On 6/20/2018 5:32 PM, S Moonesamy wrote:
Hi John,
At 09:08 AM 20-06-2018, John C Klensin wrote:
While I agree that adding a note is reasonable and that
providing a reference to current status (as viewed from the
IETF's perspective) is probably more so, I think "defeats the
purpose" is wild hyperbole or worse. There are actually two
goals of this registry. One is simply to avoid inadvertent name
collisions and that certainly is not facilitated by hiding or
dropping names unless we somehow want to encourage their reuse.
I did not suggest removing the entry as it might make it difficult for
people to look up information about SMTP extensions.

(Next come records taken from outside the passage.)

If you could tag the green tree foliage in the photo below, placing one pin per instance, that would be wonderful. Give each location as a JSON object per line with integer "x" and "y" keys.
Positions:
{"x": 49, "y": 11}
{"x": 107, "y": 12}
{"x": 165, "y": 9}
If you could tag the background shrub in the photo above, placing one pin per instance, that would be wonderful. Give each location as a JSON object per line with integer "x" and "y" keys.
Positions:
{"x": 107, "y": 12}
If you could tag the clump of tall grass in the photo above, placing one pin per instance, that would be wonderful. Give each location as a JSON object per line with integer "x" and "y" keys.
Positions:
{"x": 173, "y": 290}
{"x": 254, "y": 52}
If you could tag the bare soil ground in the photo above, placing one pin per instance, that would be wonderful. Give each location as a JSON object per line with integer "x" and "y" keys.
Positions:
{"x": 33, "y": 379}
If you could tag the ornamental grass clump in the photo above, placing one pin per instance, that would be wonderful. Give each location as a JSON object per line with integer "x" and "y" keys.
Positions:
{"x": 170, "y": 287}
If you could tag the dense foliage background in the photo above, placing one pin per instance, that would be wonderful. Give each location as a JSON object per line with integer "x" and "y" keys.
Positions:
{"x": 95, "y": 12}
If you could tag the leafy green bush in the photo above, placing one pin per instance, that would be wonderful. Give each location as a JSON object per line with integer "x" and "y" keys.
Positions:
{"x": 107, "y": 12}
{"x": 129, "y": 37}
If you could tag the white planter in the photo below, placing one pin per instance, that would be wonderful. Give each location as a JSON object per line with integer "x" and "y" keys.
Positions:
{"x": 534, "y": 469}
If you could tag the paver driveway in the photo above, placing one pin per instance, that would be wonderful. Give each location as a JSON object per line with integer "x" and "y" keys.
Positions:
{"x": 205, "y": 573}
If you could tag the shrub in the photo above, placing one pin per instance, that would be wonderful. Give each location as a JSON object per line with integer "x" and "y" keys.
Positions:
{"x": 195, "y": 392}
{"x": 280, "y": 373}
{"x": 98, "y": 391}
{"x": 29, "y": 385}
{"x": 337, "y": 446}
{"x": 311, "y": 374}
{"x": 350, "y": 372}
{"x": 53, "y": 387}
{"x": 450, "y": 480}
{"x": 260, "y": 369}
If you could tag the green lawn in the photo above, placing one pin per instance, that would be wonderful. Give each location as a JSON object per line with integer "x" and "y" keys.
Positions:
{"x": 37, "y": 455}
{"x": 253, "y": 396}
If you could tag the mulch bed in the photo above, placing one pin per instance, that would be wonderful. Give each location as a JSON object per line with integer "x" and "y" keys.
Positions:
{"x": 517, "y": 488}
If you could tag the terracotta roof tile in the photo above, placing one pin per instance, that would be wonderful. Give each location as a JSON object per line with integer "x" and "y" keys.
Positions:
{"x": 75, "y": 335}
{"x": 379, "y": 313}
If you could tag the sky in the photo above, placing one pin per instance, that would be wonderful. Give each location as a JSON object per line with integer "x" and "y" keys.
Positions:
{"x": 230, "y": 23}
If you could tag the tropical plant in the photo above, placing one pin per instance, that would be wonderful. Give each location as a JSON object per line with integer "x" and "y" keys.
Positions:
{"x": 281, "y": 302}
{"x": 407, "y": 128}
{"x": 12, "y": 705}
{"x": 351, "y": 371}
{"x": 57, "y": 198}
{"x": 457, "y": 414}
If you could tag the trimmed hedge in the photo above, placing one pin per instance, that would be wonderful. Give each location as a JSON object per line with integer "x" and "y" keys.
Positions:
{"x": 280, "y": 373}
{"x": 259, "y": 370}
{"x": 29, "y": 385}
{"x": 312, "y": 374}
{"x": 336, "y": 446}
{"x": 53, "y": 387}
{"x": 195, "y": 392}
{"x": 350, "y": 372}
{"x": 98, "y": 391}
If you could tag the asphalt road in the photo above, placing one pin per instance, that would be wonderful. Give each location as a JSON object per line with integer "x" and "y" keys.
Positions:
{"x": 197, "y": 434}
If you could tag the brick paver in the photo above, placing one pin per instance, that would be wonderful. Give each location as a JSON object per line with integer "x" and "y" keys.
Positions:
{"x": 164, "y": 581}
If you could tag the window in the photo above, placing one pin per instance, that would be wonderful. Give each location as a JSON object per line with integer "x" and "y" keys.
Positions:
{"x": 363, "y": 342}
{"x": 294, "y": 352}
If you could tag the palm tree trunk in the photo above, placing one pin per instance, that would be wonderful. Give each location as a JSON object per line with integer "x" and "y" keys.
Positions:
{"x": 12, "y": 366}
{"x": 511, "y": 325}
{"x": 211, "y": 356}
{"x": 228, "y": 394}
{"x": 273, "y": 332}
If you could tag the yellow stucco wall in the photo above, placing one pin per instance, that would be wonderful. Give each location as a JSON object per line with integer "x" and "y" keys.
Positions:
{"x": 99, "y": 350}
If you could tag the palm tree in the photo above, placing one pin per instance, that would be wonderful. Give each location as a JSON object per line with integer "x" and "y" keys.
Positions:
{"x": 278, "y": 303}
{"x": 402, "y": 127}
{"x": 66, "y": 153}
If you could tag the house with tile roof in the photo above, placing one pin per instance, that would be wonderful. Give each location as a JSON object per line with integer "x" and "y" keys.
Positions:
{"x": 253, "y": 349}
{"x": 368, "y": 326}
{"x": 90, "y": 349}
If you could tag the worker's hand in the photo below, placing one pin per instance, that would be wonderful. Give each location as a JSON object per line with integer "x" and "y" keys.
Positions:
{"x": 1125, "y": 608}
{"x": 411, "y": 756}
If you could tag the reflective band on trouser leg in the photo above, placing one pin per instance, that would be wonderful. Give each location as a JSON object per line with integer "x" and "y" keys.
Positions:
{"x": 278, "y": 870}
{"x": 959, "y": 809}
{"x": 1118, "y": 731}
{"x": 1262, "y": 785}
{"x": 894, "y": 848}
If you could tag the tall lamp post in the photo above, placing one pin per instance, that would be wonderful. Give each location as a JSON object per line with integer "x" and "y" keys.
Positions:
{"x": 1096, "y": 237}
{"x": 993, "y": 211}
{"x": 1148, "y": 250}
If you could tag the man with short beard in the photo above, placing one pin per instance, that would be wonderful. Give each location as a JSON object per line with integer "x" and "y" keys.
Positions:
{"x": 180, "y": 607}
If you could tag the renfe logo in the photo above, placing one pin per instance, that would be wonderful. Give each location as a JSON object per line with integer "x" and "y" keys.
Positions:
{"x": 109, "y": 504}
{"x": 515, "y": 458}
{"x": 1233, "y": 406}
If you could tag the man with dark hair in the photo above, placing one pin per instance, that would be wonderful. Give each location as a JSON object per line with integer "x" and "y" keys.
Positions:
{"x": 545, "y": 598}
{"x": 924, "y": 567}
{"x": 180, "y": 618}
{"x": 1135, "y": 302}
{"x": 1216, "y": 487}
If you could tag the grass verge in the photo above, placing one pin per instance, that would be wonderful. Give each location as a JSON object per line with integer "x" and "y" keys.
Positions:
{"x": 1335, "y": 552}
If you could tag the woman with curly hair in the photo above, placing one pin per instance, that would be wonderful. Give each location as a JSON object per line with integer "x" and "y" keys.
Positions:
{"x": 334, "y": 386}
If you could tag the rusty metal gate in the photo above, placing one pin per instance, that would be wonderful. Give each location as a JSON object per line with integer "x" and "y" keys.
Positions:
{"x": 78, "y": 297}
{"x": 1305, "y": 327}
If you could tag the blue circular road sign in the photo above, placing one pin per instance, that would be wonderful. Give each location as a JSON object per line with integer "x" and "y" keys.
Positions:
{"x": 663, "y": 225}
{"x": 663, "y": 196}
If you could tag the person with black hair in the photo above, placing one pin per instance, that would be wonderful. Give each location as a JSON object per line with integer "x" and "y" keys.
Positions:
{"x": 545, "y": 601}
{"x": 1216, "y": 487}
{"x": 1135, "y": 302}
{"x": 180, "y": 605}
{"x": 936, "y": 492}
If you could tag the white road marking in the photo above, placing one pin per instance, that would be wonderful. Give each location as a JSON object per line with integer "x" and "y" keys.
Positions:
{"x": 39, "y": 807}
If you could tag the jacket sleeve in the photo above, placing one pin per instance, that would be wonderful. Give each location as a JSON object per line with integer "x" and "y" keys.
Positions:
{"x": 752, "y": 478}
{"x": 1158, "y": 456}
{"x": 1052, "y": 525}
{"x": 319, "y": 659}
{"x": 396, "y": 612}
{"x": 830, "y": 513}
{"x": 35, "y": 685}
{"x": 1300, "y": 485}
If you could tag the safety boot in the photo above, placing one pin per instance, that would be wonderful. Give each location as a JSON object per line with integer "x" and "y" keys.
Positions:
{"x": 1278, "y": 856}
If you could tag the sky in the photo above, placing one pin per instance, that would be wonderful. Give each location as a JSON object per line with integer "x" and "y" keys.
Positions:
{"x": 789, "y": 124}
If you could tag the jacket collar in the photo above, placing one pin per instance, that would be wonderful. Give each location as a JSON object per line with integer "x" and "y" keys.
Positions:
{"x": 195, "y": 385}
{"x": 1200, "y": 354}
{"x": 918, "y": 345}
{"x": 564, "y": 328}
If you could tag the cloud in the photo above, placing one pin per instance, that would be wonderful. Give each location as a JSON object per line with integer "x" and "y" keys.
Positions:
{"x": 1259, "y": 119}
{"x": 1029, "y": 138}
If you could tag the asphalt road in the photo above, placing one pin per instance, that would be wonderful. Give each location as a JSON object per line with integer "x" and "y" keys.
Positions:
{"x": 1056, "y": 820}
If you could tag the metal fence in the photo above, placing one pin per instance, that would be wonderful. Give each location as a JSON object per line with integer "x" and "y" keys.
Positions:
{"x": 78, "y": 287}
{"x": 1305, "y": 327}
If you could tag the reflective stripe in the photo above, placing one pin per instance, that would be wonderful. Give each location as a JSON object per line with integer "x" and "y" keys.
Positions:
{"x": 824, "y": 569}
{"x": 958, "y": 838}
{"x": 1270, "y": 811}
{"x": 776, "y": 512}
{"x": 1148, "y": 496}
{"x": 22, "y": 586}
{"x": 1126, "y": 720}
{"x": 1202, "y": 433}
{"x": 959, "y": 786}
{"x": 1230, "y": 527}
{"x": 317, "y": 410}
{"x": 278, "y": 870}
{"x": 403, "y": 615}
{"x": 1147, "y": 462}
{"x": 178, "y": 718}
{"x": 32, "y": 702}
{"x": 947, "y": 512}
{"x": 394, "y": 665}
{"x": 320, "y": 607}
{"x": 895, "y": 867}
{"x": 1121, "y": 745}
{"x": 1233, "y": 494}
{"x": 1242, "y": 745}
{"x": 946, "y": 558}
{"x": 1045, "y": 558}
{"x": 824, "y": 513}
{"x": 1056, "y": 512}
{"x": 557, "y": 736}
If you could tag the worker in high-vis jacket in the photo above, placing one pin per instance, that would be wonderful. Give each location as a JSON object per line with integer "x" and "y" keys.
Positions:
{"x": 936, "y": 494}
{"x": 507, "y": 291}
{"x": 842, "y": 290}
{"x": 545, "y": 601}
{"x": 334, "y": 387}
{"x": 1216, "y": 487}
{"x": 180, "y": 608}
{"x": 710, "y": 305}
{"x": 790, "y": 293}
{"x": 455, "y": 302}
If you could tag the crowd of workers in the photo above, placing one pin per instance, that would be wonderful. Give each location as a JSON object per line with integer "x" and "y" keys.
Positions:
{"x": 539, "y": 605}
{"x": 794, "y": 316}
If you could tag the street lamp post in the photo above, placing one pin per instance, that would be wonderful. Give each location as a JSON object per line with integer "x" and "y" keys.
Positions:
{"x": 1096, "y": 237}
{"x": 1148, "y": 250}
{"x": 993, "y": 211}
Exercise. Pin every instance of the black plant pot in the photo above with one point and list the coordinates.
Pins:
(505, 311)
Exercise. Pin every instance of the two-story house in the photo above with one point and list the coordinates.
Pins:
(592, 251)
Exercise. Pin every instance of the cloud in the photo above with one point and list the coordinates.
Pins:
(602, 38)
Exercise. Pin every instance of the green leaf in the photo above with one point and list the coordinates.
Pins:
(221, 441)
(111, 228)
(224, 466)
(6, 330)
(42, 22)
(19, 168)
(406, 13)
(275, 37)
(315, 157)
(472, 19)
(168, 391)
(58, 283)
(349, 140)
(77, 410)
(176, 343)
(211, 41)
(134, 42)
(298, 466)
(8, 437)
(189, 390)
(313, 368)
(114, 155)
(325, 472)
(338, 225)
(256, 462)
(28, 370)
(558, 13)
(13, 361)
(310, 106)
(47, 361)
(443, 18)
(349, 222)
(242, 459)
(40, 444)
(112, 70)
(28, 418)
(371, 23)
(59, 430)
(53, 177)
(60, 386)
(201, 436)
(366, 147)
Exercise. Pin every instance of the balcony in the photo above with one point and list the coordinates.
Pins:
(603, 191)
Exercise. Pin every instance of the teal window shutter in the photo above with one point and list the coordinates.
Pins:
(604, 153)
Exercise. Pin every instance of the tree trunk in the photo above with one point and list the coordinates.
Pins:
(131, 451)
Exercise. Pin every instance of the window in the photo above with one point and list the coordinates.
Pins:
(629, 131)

My take, as probably one of the few server-side implementators of the
SUBMITTER protocol.
SUBMITTER was an SenderID optimization protocol. Similar to SPF,
SenderID was competing with SPF as a payload-based (RFC5322) SPF-like
Protocol using the 5322.From for the IP::DOMAIN association DNS
lookup, just like SPF. The old MARID WG project initiated the
experimental competition of the SPF, SENDERID/PRA/SUBMITTER proposed
protocols.
SUBMITTER provided a way to pass the PRA (Purported Responsible
Address) which was generally, the 5322.From field, at the SMTP MAIL
FROM state, before the DATA payload was transferred.
Eventually, when SPF was updated, it won over SenderID, but if you
implemented and enabled the SUBMITTER SMTP service extension, you will
definitely see "many" SMTP clients issue the PRA at the MAIL FROM:
MAIL FROM: <return-path> [SUBMITTER=pra]
With over 15+ years of having it (and other LMAP protocols) enabled,
my statistics have shown it widely used by SMTP clients. It was not a
NULL or NIL amount of usage, and we are a small company, imagine a
bigger implementator?
The way it was implemented in my package was to use it at SMTP as a
substituted SPF lookup if the SPF record did not exist.
Rather than get rid of SUBMITTER, I would like to see if SUBMITTER can
be leveraged as a DMARC optimization. It is providing the 5322.FROM
address at the SMTP level (before DATA). This is can utilized in some
fashion as a DKIM Policy lookup.
I don't want to just turn it off, the code is already written. It is
a solid concept, the passage of the 5322.From address to the SMTP MAIL
FROM state. SMTP clients are using it and if you enabled in your
package, you will this fact as well.